Running gear/suspension from saloon/hatchback
Where possible carry-over parts are used to again keep costs low.
Front engine + Rear Wheel Drive + Short wheelbase
To give you simple and pure driving dynamics
Light weight (800-900Kg max)
Because this is the only way to make a car properly good fun.
2 Seats (in good looking, well trimmed, but basic interior)
To give comfort, but just enough. Keeping it simple also helps keep the price down
Small size and limited luggage space out the back
Helping with low weight, it also means the design can be kept small and pert for looks and aerodynamics
Coupe & Soft top options
As some people really want to show off themselves as much as the car, and some are happy to hide a bit more and enjoy the car themselves.

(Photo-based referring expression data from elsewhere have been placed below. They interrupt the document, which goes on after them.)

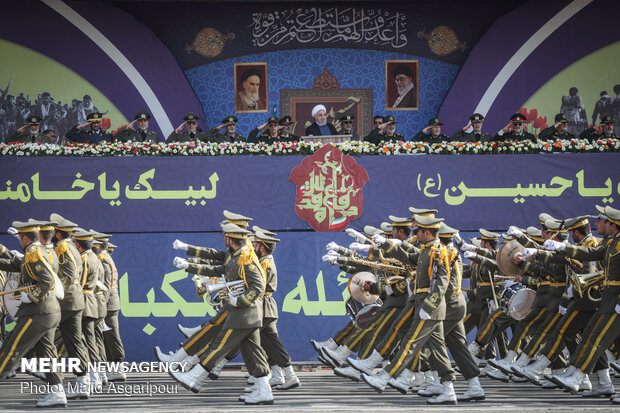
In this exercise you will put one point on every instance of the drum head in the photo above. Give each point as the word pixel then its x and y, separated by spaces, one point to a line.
pixel 521 303
pixel 505 258
pixel 355 287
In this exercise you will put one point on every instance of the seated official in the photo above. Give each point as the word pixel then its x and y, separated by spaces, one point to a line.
pixel 141 134
pixel 90 132
pixel 192 132
pixel 432 133
pixel 384 132
pixel 229 135
pixel 320 127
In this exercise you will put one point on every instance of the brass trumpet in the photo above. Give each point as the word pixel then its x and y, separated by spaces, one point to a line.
pixel 584 283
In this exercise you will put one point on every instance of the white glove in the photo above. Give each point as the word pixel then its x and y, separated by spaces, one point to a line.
pixel 356 235
pixel 424 315
pixel 514 232
pixel 12 231
pixel 232 299
pixel 179 245
pixel 379 239
pixel 457 238
pixel 332 246
pixel 359 247
pixel 180 263
pixel 467 247
pixel 552 245
pixel 330 258
pixel 18 254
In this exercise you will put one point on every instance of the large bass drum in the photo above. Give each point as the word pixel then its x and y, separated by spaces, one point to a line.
pixel 9 302
pixel 517 300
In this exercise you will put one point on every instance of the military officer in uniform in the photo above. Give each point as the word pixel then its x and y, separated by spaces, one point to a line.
pixel 475 134
pixel 518 132
pixel 30 132
pixel 229 135
pixel 603 131
pixel 38 314
pixel 386 131
pixel 432 133
pixel 285 129
pixel 90 132
pixel 346 127
pixel 192 132
pixel 268 132
pixel 558 130
pixel 142 134
pixel 243 322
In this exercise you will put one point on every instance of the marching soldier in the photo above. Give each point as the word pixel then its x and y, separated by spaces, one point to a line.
pixel 38 314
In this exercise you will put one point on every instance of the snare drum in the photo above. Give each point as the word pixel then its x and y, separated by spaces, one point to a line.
pixel 517 301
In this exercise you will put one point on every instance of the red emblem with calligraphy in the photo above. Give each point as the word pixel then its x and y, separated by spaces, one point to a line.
pixel 329 189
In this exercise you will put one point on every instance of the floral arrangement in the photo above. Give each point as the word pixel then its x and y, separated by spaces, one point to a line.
pixel 305 148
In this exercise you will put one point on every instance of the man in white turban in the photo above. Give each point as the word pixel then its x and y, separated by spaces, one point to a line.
pixel 320 126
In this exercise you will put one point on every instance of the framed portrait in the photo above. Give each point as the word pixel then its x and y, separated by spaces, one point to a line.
pixel 298 103
pixel 402 85
pixel 251 87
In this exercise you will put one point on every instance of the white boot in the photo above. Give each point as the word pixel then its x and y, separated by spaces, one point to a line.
pixel 81 389
pixel 262 394
pixel 604 387
pixel 193 379
pixel 474 392
pixel 366 365
pixel 217 370
pixel 571 383
pixel 533 372
pixel 337 356
pixel 188 363
pixel 277 376
pixel 56 398
pixel 330 344
pixel 178 355
pixel 188 331
pixel 377 381
pixel 290 379
pixel 434 389
pixel 348 373
pixel 447 396
pixel 402 382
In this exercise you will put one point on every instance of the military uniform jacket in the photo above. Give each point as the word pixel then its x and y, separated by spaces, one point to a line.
pixel 70 274
pixel 462 136
pixel 270 307
pixel 213 136
pixel 243 264
pixel 609 255
pixel 186 137
pixel 114 303
pixel 88 135
pixel 90 275
pixel 36 269
pixel 130 134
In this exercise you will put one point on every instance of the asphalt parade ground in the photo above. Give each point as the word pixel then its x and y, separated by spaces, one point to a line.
pixel 320 391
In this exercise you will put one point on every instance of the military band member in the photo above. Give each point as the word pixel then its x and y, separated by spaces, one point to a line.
pixel 229 123
pixel 472 132
pixel 38 314
pixel 141 134
pixel 192 132
pixel 244 321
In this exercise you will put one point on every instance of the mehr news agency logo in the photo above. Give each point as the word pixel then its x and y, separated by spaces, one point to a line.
pixel 72 365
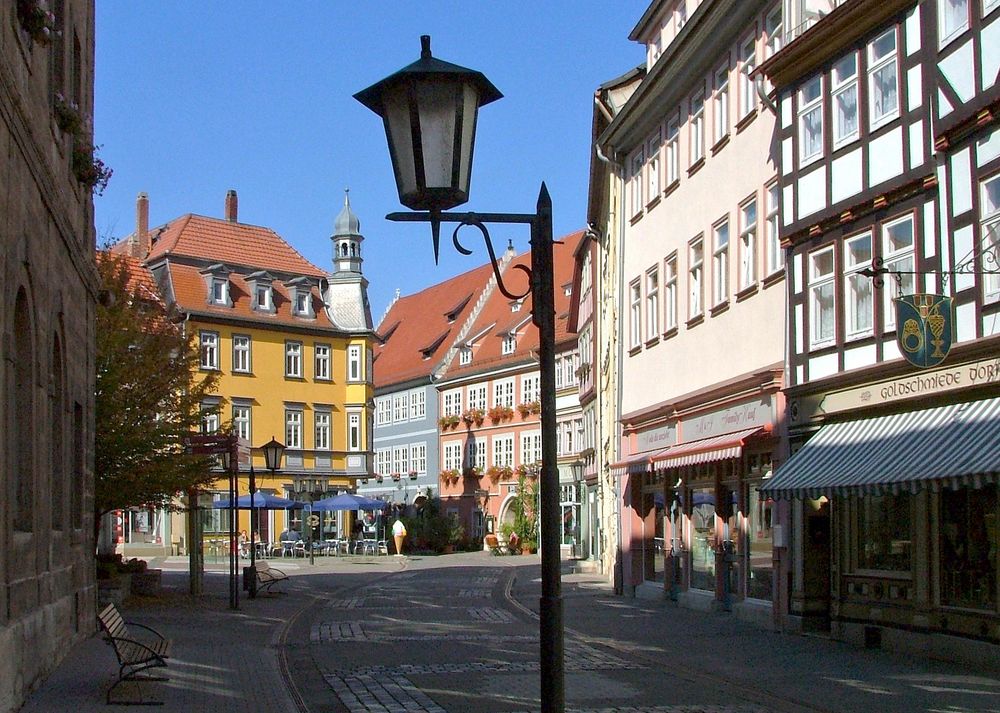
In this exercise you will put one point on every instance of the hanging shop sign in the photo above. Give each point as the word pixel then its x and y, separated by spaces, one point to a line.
pixel 924 328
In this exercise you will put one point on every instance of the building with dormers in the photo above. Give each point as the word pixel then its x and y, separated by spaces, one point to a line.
pixel 416 337
pixel 889 146
pixel 49 287
pixel 688 214
pixel 293 344
pixel 489 396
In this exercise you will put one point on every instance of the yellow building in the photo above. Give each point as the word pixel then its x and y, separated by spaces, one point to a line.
pixel 292 345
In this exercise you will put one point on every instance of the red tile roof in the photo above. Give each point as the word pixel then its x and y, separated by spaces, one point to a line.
pixel 191 295
pixel 236 244
pixel 428 319
pixel 496 317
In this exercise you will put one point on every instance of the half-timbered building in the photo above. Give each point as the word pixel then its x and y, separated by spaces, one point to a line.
pixel 888 149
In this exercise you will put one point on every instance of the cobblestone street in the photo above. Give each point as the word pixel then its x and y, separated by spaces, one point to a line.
pixel 459 633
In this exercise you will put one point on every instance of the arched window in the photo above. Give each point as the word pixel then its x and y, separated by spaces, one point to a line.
pixel 22 437
pixel 57 442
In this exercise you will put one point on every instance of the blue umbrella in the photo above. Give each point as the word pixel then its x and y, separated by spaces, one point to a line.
pixel 261 501
pixel 347 501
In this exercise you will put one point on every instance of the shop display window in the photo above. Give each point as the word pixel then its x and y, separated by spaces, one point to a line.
pixel 969 541
pixel 884 540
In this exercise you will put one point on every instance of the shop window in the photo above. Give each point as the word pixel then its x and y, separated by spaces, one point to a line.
pixel 968 545
pixel 883 532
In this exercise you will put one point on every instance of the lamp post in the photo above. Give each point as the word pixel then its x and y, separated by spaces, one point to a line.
pixel 429 110
pixel 273 450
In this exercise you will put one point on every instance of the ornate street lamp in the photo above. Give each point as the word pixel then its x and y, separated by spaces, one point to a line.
pixel 273 450
pixel 429 110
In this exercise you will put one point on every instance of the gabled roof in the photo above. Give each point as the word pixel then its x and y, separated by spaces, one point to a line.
pixel 418 329
pixel 235 244
pixel 496 316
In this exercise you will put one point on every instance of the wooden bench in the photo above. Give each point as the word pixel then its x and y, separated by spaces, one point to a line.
pixel 268 576
pixel 134 654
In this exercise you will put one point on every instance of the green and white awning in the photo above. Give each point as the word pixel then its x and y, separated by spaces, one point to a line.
pixel 949 446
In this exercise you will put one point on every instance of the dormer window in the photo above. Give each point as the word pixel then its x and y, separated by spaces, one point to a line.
pixel 263 294
pixel 300 293
pixel 217 283
pixel 263 301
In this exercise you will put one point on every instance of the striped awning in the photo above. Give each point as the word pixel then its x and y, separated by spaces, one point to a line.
pixel 951 446
pixel 707 450
pixel 635 463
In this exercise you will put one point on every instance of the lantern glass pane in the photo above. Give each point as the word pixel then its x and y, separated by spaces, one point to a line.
pixel 400 137
pixel 438 107
pixel 470 100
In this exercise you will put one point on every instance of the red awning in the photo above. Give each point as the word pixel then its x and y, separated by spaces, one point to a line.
pixel 707 450
pixel 635 463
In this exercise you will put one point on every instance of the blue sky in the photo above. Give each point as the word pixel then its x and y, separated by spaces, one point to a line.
pixel 194 98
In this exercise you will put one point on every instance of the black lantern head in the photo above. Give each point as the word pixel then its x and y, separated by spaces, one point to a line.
pixel 429 110
pixel 273 450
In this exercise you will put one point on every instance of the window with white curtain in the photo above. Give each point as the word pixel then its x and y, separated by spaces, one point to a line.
pixel 810 120
pixel 897 255
pixel 696 253
pixel 883 79
pixel 844 93
pixel 858 307
pixel 822 298
pixel 748 243
pixel 720 263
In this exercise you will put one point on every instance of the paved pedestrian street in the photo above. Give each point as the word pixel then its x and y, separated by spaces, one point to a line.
pixel 460 633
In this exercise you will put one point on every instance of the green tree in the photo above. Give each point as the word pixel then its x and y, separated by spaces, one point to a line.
pixel 147 398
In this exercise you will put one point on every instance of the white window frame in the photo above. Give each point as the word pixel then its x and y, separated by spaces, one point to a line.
pixel 844 84
pixel 242 421
pixel 747 65
pixel 418 404
pixel 531 388
pixel 354 431
pixel 293 359
pixel 901 259
pixel 945 33
pixel 653 167
pixel 696 277
pixel 670 293
pixel 636 182
pixel 989 231
pixel 653 302
pixel 354 363
pixel 321 362
pixel 241 353
pixel 503 450
pixel 720 104
pixel 383 410
pixel 858 322
pixel 321 423
pixel 476 397
pixel 720 262
pixel 774 29
pixel 775 254
pixel 748 243
pixel 876 66
pixel 209 342
pixel 673 151
pixel 503 392
pixel 820 285
pixel 697 127
pixel 635 314
pixel 293 428
pixel 809 107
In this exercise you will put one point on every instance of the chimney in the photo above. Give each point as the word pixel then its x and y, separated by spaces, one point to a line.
pixel 140 246
pixel 231 206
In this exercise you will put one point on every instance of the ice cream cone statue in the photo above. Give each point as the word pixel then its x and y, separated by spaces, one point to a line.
pixel 398 535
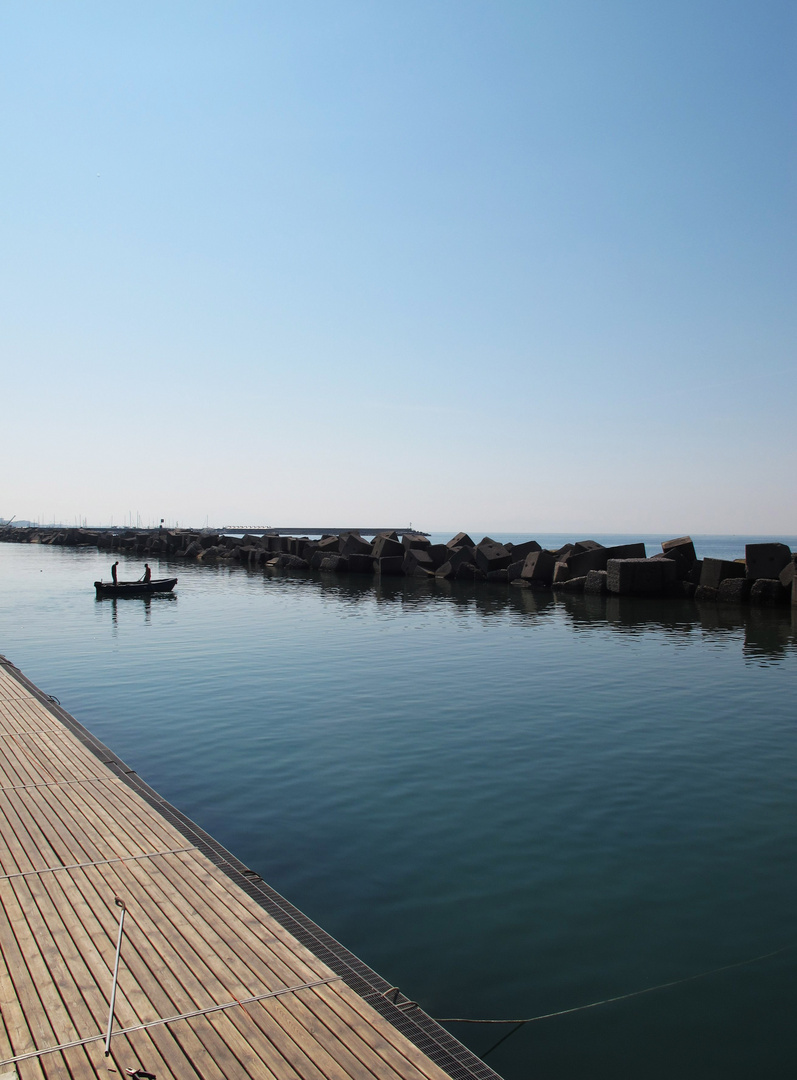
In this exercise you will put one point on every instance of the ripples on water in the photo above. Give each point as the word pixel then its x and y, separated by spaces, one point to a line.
pixel 507 804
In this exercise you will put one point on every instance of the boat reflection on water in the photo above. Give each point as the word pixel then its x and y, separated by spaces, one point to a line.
pixel 133 604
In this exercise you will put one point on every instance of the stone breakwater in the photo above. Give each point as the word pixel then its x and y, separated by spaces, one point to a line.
pixel 767 575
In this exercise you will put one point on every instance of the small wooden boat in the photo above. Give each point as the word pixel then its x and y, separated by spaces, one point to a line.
pixel 135 588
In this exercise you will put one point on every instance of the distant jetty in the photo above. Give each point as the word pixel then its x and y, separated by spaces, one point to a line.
pixel 766 576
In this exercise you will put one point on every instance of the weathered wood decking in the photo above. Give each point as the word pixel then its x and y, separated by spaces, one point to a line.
pixel 79 829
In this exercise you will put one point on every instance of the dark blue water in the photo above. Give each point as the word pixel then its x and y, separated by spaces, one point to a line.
pixel 507 804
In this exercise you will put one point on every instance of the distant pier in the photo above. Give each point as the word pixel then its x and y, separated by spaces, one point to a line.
pixel 304 530
pixel 218 976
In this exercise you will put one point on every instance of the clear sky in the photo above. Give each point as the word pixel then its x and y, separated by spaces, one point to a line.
pixel 497 265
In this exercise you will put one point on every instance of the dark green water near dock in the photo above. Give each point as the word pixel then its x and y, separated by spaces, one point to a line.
pixel 507 804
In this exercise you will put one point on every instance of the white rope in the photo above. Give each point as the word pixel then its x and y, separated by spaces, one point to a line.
pixel 98 862
pixel 172 1020
pixel 619 997
pixel 57 783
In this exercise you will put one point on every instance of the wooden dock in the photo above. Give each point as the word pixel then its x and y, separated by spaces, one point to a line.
pixel 219 976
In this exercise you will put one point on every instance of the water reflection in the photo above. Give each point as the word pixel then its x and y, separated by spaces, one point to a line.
pixel 765 634
pixel 133 604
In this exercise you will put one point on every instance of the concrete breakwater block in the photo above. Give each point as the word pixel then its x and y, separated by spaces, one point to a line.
pixel 518 551
pixel 353 544
pixel 766 577
pixel 361 564
pixel 595 582
pixel 766 559
pixel 539 567
pixel 733 590
pixel 768 591
pixel 579 563
pixel 389 565
pixel 715 570
pixel 490 555
pixel 639 577
pixel 417 564
pixel 387 548
pixel 334 564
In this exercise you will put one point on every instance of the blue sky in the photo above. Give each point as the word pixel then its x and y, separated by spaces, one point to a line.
pixel 501 266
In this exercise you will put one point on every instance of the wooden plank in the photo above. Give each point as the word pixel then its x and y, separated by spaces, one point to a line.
pixel 192 937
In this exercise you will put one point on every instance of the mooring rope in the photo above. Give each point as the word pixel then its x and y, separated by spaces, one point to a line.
pixel 619 997
pixel 171 1020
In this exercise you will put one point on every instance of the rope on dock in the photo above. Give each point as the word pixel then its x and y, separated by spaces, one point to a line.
pixel 172 1020
pixel 97 862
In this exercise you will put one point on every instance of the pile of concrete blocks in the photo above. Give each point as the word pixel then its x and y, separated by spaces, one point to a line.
pixel 766 576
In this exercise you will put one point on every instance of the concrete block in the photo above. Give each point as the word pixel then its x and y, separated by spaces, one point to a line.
pixel 353 544
pixel 681 551
pixel 681 545
pixel 521 550
pixel 539 567
pixel 469 571
pixel 361 564
pixel 596 558
pixel 564 552
pixel 459 555
pixel 415 540
pixel 715 570
pixel 438 553
pixel 490 555
pixel 595 582
pixel 705 594
pixel 334 564
pixel 639 577
pixel 417 564
pixel 768 591
pixel 572 585
pixel 461 540
pixel 734 590
pixel 579 563
pixel 766 559
pixel 514 569
pixel 389 565
pixel 385 547
pixel 788 572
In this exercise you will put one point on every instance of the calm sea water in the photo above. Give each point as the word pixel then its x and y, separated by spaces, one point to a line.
pixel 505 804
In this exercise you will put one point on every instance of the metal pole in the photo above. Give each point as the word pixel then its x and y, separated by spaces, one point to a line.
pixel 119 903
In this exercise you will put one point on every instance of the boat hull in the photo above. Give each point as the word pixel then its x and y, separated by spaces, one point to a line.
pixel 135 588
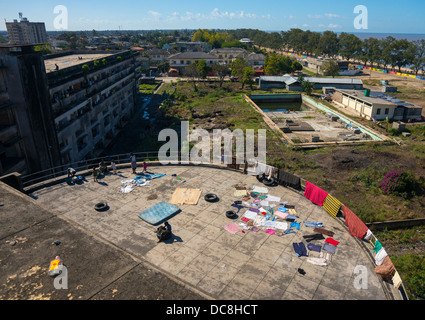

To make the customer want it, and then everybody that sees it want one too.
Mix these together well, get some handling experts to season with a little suspension tuning, and Powertrain engineers to spice things up with a more aggressive engine calibration, and you’ll end up with something wonderful.
If you can’t quite visualise the result, here are a few cars that tick all these boxes:
MG Midget/Austin Healey Sprite, Triumph Spitfire, Alfa Romeo Spider, Lotus Elan, Sunbeam Alpine, Mazda MX5, Honda S2000, BMW Z1/Z3/Z4, Renault Spider, Morgan Plus 4, Westfield/Caterham and many more.
Apart from the engine position you might also include the MR2, Lotus Elise/Europa, MGF, Porsche Boxster etc. Personally I think sports cars are more fun due to the limitation caused by having the engine out front, but all of these are still real sports cars.
And we also have some new ones to look forward to – Tobaru GT86/BRZ, the new Alfa small sports car, the next Mazda MX5 (it’s meant to be going back to its roots and getting lighter) and who knows what else. I certainly hope these cars are a success and we see a resurgence of the proper sports car.
Now I’m off to go and dream up a plan for my own interpretation of this recipe – think of a Ginetta G4 style of car, running a Toyota Aygo engine – if you don’t understand why, it fits all the rules above.